Special Olympics Bball Week Underway

30.11.2011

Special Olympics

FIBA Europe Secretary General Nar Zanolin at the opening of the Kauno Arena
"Special Olympics Basketball Week is hugely important..." stated FIBA Europe Secretary General Nar Zanolin

The eighth consecutive Special Olympics European Basketball Week is well underway across the continent and there are clear signs for the constant growth of the event.

Supported by FIBA Europe, as well as national federations and clubs all over Europe a record participation of more than 17,000 athletes was registered, assisted by 5,000 volunteers and 3,000 families in 32 European countries.

Being one of the highlights in the calendar, the Special Olympics European Basketball Week in helping immensely in achieving the long-term goal of 60,000 registered basketball players in Europe.

The theme "Basketball for Everyone" represents the European Basketball Week's ambition to create an opportunity for more children to join the sports experience.

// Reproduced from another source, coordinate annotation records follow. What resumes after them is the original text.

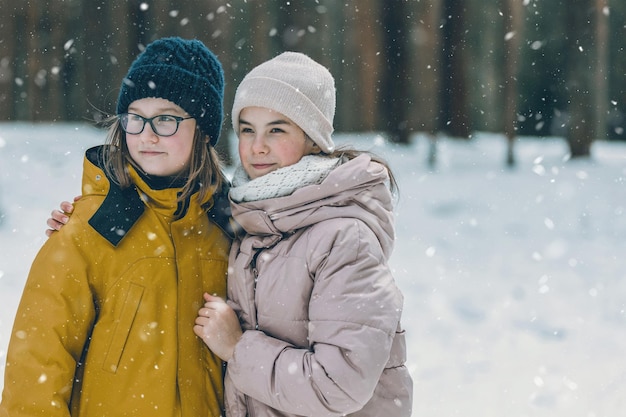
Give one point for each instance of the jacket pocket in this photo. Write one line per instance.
(122, 329)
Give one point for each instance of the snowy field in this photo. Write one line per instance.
(514, 281)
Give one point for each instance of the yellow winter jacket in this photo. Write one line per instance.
(105, 324)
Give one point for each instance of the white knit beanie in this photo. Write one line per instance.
(298, 87)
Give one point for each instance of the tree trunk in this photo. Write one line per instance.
(580, 75)
(602, 68)
(512, 11)
(455, 114)
(394, 103)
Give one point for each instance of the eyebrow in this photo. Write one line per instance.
(159, 111)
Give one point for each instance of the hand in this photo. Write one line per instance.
(59, 218)
(218, 326)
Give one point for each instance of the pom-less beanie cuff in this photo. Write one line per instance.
(184, 72)
(296, 86)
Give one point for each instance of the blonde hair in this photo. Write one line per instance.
(205, 173)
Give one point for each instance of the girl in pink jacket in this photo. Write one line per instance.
(312, 322)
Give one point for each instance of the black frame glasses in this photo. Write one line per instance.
(157, 123)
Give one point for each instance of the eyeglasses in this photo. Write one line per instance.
(162, 125)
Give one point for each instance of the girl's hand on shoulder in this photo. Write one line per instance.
(218, 326)
(59, 218)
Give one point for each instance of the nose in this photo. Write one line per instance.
(148, 134)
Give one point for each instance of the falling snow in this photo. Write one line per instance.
(514, 280)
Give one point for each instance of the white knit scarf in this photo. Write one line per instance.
(311, 169)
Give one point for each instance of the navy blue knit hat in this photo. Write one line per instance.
(184, 72)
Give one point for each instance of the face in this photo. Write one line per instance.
(269, 140)
(159, 155)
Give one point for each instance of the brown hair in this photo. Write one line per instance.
(205, 174)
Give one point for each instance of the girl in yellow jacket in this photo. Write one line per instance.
(105, 324)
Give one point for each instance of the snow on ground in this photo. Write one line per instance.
(514, 280)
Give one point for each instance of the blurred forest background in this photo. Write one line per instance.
(440, 67)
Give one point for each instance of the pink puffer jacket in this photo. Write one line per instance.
(320, 307)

Particular emphasis is given to "Unified Basketball", where players with and without intellectual disabilities play together in one team. The experience allows participants to develop sports skills, build friendships and exhibit courage and confidence.

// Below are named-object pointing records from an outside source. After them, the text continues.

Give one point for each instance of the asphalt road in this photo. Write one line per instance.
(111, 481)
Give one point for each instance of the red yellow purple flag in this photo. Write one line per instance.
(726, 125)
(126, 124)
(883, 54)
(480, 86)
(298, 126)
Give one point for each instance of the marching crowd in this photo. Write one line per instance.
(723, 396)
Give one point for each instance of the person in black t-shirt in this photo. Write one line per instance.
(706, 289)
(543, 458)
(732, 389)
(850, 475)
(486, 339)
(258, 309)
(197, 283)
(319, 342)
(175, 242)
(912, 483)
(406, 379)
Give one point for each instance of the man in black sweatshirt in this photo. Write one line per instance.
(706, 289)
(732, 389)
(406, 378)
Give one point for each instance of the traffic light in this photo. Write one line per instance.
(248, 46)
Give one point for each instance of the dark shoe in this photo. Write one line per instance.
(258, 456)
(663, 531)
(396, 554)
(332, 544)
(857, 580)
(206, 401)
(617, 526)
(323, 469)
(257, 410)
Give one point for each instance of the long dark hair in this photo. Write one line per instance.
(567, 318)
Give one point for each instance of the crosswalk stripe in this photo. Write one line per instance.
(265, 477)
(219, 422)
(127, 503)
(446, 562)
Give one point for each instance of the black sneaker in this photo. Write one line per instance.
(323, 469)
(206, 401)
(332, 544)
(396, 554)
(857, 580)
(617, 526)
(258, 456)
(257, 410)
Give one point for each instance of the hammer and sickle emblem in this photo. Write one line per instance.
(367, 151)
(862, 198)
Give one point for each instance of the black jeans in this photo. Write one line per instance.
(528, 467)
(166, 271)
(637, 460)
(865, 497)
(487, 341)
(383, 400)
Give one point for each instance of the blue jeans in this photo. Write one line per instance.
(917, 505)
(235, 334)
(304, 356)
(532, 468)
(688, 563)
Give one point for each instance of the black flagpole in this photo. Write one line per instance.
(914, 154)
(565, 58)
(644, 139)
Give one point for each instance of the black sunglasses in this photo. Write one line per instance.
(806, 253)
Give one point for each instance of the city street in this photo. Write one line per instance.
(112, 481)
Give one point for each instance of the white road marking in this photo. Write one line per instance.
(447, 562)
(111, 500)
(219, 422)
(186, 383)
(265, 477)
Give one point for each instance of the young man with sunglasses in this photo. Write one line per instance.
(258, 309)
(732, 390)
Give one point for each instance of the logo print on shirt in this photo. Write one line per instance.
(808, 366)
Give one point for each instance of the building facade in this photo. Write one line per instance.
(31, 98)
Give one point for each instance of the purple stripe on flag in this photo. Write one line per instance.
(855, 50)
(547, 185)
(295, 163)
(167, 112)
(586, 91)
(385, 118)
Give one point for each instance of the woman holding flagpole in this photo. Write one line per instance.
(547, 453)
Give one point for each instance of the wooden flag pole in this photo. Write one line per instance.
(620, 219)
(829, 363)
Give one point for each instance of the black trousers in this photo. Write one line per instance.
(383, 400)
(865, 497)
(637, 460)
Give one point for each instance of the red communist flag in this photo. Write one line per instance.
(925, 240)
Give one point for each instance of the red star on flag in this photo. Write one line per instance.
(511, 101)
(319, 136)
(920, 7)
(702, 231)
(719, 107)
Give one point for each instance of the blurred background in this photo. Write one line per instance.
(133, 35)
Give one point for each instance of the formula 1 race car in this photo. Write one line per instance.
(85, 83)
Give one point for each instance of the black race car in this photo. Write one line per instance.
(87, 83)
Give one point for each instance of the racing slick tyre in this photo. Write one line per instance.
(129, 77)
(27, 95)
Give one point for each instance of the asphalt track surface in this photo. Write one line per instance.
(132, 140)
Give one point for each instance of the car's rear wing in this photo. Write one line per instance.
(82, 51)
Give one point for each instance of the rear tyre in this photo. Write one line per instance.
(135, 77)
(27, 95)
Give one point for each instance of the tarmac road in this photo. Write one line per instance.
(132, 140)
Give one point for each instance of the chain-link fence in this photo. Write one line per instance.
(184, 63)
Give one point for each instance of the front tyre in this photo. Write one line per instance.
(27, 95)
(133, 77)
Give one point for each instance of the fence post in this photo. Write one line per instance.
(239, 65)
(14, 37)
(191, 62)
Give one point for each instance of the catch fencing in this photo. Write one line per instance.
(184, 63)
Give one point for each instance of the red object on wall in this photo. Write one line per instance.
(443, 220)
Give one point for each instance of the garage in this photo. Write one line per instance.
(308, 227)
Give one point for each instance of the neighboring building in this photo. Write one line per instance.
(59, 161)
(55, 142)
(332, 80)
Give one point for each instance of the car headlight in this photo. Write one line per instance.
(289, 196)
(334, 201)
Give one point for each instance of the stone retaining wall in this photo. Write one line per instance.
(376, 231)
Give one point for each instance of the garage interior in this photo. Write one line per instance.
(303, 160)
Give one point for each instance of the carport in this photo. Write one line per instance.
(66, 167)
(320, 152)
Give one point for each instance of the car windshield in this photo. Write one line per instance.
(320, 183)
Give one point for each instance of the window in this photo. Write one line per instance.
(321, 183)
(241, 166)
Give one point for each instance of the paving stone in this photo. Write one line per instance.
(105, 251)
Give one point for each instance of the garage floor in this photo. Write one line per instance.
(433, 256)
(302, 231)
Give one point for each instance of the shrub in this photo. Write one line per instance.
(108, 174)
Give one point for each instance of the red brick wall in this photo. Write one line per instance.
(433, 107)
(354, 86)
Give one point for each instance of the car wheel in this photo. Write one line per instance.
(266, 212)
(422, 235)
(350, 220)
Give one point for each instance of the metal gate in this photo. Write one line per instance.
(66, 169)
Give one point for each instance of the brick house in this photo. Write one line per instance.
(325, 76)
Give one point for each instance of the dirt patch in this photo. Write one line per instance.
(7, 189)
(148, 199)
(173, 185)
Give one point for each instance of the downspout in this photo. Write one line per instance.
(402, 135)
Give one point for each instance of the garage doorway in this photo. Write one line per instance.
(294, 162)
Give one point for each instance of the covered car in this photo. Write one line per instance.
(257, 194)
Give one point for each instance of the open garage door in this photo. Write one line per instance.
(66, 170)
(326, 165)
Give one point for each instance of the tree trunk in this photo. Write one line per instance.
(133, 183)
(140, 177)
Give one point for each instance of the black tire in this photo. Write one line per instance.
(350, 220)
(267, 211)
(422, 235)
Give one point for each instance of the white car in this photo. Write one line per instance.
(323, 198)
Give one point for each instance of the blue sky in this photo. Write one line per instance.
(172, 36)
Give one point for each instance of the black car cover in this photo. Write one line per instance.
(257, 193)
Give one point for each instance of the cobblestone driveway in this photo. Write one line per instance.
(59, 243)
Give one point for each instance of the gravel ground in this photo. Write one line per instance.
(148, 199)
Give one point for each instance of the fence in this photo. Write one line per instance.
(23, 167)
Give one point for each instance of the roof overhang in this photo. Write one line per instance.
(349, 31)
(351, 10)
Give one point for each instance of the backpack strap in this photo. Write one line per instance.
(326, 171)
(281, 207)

The European Basketball Week is the flagship event of the FIBA Europe-Special Olympics Europe/Eurasia (SOEE) partnership, which began in May 2004.

Basketball is the third most popular sport in the Special Olympic movement with more than 53,000 athletes currently registered in Europe/Eurasia.

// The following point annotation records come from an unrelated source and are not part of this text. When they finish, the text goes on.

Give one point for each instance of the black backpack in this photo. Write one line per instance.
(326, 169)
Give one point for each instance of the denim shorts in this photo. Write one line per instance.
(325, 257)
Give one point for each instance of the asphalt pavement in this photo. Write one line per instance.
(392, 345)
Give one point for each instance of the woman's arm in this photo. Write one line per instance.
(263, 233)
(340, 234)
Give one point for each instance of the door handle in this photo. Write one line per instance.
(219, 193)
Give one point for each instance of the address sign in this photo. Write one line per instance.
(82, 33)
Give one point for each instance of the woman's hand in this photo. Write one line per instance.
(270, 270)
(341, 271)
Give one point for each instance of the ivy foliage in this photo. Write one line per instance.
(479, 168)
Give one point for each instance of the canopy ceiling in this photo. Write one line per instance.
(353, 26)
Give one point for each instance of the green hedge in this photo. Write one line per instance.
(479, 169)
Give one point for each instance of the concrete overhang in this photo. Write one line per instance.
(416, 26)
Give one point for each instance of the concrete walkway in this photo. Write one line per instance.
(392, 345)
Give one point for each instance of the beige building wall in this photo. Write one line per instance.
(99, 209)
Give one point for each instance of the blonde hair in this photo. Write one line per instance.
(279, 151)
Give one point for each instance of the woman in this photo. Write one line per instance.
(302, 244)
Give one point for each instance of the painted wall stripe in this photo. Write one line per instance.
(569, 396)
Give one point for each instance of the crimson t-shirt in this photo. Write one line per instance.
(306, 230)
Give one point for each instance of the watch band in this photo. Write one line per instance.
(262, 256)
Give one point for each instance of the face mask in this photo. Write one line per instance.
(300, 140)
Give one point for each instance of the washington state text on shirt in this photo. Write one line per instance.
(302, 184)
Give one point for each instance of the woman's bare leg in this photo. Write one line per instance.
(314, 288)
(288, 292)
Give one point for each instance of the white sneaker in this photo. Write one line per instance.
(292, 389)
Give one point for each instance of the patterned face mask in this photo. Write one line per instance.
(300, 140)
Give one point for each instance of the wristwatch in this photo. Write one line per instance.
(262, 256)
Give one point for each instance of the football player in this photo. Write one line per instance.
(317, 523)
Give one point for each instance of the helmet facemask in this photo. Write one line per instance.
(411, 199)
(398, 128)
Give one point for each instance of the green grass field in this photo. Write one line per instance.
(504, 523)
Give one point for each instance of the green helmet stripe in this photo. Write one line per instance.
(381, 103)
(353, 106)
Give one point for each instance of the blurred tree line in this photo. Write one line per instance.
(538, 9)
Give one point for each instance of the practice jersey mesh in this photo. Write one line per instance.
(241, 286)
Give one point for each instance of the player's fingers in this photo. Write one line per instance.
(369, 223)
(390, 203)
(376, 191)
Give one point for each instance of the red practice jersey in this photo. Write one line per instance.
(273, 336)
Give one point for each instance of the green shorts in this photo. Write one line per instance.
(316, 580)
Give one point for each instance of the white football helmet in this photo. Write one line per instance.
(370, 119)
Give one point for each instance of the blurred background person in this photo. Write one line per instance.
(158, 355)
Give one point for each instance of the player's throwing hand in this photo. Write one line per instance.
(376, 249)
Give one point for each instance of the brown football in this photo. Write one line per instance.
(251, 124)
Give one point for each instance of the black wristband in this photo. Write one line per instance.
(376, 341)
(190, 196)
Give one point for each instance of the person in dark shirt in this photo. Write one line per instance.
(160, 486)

In a letter addressed to all National Federations, FIBA Europe Secretary General Nar Zanolin pointed out the wider social importance of the event: "FIBA Europe is happy to continue its endorsement of Basketball Week as part of our commitment to develop basketball for everyone in society to enjoy.

"Special Olympics European Basketball Week is hugely important because sport plays an integral role in society and touches many people in a highly positive and participatory way. Special Olympics uses sport as a catalyst to change the lives of people with intellectual disabilities and to promote respect, acceptance and inclusion", the Secretary General concluded.

As part of the partnership, FIBA Europe has involved National Federations and professional clubs, providing officials, conducting clinics and endorsing Special Olympics events.